Quand elle a vu l’initiale sur la bague… elle a compris que la fillette n’avait jamais disparu
La canne frappa le sol avec un bruit sec.
Personne ne bougea.
L’homme resta sur le seuil, respirant difficilement, les yeux fixés sur la bague comme s’il voyait un fantôme.
— Cette bague… —répéta-t-il.
La femme en vert ne répondit pas.
Elle ne pouvait pas.
Elle continuait de regarder l’inscription.
La lettre gravée à l’intérieur de l’or.
Petite.
Parfaite.
Impossible à falsifier.
— M…
Ses lèvres bougèrent à peine.
Mais ce fut suffisant.
L’homme fit un pas en avant.
— Montre-la-moi.
La servante ne comprenait pas.
Elle regardait de l’un à l’autre, le cœur battant trop vite, comme si quelque chose en elle savait que ce moment était irréversible.
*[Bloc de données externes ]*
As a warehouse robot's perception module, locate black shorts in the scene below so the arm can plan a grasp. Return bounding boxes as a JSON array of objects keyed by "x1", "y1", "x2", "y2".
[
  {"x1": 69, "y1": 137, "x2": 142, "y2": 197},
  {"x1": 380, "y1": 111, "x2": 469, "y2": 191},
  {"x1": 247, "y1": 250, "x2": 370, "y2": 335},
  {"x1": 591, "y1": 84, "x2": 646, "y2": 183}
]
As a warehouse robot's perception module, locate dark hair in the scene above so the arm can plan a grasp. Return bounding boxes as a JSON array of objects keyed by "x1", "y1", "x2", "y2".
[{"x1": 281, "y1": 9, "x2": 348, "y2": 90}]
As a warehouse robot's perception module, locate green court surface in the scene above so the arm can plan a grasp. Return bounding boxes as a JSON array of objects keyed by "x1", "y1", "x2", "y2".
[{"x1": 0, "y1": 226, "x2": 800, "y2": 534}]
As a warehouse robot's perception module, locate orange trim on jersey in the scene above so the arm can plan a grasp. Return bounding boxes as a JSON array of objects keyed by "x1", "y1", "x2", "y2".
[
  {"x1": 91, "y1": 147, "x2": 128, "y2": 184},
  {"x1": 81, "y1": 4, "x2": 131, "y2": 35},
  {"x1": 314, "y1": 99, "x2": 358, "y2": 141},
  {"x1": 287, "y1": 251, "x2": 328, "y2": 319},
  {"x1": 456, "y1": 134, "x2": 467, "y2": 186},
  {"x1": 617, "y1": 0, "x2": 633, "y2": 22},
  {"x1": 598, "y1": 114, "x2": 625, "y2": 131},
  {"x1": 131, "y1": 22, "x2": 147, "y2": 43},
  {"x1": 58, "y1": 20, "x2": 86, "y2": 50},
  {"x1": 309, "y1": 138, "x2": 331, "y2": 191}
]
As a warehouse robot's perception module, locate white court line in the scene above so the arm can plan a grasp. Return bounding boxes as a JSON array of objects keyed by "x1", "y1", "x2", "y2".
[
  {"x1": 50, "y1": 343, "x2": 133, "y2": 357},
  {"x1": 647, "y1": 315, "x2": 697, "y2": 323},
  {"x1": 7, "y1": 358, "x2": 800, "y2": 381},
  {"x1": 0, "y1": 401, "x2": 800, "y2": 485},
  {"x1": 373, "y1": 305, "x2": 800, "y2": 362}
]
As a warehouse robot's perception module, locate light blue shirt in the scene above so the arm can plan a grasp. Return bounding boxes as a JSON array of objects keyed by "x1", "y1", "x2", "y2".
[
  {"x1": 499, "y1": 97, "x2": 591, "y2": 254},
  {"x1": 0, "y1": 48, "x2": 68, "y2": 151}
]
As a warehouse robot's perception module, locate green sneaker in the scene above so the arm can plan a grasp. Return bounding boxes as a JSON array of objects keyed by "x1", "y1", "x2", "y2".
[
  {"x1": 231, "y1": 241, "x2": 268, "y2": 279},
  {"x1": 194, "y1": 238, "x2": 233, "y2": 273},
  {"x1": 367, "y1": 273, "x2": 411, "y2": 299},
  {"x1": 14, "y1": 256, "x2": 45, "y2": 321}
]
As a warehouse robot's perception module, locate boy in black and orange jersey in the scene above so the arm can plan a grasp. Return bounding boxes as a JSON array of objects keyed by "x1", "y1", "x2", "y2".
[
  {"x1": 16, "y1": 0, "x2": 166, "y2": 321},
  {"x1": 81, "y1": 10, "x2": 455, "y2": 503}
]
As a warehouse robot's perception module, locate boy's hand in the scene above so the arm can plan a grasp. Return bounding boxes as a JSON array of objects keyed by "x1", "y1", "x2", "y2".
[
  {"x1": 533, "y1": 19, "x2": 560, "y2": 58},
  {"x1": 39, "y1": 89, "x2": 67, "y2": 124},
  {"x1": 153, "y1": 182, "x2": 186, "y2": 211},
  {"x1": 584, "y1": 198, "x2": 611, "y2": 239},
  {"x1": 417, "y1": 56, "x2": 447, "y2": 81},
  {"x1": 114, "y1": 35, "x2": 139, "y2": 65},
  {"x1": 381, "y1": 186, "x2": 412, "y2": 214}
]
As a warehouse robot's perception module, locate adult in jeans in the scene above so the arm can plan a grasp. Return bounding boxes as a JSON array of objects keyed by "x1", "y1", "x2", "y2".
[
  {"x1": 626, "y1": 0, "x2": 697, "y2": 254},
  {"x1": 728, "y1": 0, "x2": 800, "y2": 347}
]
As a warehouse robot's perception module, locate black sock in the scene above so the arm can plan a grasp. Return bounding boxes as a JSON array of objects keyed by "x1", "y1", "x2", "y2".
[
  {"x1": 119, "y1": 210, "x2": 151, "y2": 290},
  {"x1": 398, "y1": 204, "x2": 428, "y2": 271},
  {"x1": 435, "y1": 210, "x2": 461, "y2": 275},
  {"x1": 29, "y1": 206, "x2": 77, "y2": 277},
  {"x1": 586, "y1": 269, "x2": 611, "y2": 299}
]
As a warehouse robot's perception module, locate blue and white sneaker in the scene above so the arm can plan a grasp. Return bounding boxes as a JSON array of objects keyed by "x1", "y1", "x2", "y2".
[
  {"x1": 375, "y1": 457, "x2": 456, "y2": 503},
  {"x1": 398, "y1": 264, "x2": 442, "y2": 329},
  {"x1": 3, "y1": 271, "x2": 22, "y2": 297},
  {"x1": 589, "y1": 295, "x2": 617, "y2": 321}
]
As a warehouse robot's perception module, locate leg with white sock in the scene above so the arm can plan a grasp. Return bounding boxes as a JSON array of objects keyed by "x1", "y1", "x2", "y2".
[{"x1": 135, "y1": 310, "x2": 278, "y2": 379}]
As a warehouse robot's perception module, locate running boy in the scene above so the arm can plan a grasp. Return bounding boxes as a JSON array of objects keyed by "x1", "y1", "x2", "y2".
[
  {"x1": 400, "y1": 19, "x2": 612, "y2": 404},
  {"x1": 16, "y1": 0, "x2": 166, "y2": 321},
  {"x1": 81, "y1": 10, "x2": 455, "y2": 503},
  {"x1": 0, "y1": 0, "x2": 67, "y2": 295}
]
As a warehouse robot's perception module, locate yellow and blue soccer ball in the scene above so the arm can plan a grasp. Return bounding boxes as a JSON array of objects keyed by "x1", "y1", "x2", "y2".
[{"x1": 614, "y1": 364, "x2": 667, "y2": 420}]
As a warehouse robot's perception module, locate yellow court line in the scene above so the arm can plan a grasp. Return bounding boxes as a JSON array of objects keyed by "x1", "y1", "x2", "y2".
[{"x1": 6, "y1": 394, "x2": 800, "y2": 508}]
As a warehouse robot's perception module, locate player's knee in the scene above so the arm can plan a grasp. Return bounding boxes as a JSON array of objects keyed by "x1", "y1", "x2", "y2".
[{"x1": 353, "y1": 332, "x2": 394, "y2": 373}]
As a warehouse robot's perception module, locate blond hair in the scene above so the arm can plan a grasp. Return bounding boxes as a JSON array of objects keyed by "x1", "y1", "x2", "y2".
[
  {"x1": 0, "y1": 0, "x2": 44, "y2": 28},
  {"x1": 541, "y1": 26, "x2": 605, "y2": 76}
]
La femme tourna lentement la main de la jeune fille et plaça la bague devant l’homme.
Il la prit.
Avec précaution.
Avec peur.
Comme si elle pouvait se briser.
Ou disparaître à nouveau.
— Ce n’est pas possible…
Mais sa voix manquait de conviction.
Parce qu’il le savait déjà.
Parce qu’il l’avait su dès l’instant où il l’avait vue.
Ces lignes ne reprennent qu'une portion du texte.